Inasmuch as the proceeds of this second Topliff mortgage were thus used to pay off claims which were lienable against the property, and thereby reduced by that amount the liens which would have been co-ordinate with the lien of appellant and the other liens *397of the “second division,” the court held, on what he considered the doctrine of equitable subrogation, that the lien of the mortgage was co-ordinate with the liens of the “second division,” and directed the distribution of the proceeds of the sale of the premises on that basis.

This is the subject of appellant’s second and third assignment of error.

As this goes only to the distribution of the proceeds of the sale, and will not affect the sale itself, and inasmuch as it was admitted on the argument that the sale had already taken place at which the premises (which were sold subject to Topliff’s first mortgage) only brought the gross sum of $150, this question is of no real practical importance, as appellant’s share would only be a very few dollars. But we are unable to see how, upon the facts, the doctrine of subrogation can apply. This doctrine, we are aware, is a favorite one with the courts, but its application is regulated by certain well-defined rules.

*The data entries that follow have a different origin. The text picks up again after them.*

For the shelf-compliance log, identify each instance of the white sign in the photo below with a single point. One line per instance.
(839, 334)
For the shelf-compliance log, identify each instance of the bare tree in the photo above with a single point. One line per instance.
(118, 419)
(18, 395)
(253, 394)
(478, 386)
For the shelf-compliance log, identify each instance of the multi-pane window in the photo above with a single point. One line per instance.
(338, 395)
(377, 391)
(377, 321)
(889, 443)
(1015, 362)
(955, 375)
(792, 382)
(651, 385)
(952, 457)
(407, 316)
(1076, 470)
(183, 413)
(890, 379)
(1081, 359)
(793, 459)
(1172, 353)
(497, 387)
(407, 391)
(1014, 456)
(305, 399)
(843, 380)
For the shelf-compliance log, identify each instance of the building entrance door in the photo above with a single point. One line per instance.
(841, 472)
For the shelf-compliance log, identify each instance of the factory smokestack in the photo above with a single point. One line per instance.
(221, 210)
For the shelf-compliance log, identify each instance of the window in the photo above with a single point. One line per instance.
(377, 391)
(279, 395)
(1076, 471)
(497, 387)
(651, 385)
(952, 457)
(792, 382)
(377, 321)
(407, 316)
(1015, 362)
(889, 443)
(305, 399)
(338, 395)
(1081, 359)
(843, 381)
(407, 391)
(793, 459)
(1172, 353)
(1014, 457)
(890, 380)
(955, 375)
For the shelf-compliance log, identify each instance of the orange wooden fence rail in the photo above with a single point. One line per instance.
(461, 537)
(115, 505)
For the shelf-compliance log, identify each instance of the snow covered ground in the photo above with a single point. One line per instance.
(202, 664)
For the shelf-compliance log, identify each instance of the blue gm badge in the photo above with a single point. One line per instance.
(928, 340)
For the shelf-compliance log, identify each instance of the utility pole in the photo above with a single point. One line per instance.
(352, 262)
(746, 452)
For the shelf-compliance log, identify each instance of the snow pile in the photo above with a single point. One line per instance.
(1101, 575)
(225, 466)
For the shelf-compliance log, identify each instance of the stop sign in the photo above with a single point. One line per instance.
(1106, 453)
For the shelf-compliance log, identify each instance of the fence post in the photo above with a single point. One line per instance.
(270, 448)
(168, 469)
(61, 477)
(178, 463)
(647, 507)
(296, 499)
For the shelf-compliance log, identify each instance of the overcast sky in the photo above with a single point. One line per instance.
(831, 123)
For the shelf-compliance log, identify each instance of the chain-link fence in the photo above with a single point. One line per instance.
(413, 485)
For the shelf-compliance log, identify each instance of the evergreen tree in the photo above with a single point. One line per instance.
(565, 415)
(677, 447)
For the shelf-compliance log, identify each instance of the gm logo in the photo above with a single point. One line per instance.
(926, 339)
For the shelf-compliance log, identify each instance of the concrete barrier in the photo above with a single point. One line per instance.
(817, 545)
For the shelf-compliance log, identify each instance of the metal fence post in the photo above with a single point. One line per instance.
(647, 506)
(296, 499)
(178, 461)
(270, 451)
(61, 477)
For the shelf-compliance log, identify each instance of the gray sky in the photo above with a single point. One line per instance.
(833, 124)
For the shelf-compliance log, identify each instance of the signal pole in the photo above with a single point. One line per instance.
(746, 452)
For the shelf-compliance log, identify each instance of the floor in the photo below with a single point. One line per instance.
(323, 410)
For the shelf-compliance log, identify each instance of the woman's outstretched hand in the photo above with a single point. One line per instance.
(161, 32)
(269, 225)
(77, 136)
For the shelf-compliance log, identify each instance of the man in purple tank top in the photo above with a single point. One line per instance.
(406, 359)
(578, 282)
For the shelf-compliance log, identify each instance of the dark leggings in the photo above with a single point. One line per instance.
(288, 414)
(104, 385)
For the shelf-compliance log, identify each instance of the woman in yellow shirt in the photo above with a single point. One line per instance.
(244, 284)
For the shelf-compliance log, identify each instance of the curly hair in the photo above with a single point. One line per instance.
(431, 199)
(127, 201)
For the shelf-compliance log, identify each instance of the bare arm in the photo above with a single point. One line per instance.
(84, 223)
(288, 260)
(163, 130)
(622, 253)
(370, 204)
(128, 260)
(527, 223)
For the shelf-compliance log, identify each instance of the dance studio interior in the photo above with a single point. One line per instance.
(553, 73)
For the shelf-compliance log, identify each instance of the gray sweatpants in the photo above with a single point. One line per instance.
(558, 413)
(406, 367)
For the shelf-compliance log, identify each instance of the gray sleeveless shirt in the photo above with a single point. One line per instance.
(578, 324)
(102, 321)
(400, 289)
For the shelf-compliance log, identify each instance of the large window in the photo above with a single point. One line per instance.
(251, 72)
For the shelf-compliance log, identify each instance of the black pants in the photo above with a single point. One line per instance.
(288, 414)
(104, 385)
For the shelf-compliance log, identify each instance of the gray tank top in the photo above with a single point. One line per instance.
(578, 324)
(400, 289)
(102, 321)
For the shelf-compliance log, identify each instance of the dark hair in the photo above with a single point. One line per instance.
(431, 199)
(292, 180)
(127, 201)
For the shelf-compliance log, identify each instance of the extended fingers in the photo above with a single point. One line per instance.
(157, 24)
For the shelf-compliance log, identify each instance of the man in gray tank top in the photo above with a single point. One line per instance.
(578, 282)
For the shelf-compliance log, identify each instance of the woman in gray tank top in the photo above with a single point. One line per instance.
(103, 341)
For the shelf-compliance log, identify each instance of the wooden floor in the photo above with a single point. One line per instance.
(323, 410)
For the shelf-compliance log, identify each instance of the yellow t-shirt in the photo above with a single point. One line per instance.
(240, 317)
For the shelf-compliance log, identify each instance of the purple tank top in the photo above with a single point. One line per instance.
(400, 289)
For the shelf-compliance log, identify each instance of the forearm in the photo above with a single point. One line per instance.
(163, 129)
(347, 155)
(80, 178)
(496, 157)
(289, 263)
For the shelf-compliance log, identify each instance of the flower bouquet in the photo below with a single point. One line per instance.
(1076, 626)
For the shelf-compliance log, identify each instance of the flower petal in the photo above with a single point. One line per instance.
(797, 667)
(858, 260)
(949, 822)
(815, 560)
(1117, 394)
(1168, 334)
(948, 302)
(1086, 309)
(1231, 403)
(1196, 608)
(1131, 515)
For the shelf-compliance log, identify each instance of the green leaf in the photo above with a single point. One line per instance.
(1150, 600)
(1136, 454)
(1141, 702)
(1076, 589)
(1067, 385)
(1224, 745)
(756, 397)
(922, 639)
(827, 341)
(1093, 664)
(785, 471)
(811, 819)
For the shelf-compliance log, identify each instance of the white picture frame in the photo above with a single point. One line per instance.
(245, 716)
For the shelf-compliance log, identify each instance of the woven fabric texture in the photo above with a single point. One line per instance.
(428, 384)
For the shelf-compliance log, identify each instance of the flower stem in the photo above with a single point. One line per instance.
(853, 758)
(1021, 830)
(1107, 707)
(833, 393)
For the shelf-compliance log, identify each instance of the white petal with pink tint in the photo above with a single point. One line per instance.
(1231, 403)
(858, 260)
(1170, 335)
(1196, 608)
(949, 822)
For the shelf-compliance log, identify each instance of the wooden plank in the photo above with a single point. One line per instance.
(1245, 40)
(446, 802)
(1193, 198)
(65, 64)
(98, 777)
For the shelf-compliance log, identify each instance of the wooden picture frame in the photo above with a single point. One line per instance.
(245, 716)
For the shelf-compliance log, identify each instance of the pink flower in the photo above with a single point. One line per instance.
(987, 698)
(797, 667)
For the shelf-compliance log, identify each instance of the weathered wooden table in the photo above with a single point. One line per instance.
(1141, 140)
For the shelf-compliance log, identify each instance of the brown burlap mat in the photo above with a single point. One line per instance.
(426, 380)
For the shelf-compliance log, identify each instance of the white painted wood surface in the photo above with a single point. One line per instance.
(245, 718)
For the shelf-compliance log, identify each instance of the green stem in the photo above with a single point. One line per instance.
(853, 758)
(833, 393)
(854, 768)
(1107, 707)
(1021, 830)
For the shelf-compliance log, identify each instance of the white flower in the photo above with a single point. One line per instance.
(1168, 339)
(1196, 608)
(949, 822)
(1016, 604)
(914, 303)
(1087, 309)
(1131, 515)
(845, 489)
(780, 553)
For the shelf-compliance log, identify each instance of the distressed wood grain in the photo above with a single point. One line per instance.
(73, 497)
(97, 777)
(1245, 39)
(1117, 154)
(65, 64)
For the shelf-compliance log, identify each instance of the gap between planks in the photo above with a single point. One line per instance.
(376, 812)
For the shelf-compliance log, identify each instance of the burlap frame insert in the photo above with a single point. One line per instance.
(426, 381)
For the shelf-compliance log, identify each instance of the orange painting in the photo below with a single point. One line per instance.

It can only apply where the payment operates as a purchase or equitable assignment, and not an extinguishment of a claim. It only applies in favor of one who has- bought the debt either expressly or by paying it under circumstances which render the payment equivalent to a purchase. Whether the payment amounts to a purchase or an ex-tinguishment is really a question of intention, either express or presumed from the relation of the party to the debt or other circumstances under which the payment was made. There is no finding that the parties intended the payment of these claims as a purchase, or intended that they should be kept alive for the benefit of Topliff. On the contrary, the court finds that the agreement was that she should pay the claims, and obtain releases therefor, and that the payment operated to extinguish them.

Nor are any facts found from which an intention to keep the claims alive can be presumed. The payment was not made by one collaterally liable for the debts, when the law, by reason of the right of the party, would presume that the payment was intended as a purchase, and not as an extinguishment. Neither is it found that, as in Emmert v. Thompson, 49 Minn. 386, (52 N. W. Rep. 31,) the payment was made under any mistake of fact as to the state of the title of the premises. So far as appears, Topliff obtained just *398the security under her mortgage which she expected to get, with these claims extinguished. In short, the facts found do not’ bring the case within any recognized ground for equitable subrogation. The mere fact that, if subrogation is not allowed, the other lienors may be in better position, or, if allowed, may be in no worse position than if these claims had not been paid, is not, of itself, ground for subrogation. Judgment modified in so-far as it makes the second Topliff mortgage co-ordinate with plaintiff’s lien; but the amount is so trifling that appellant is not entitled to statutory costs.

Vanderburgh, J., absent, took no part.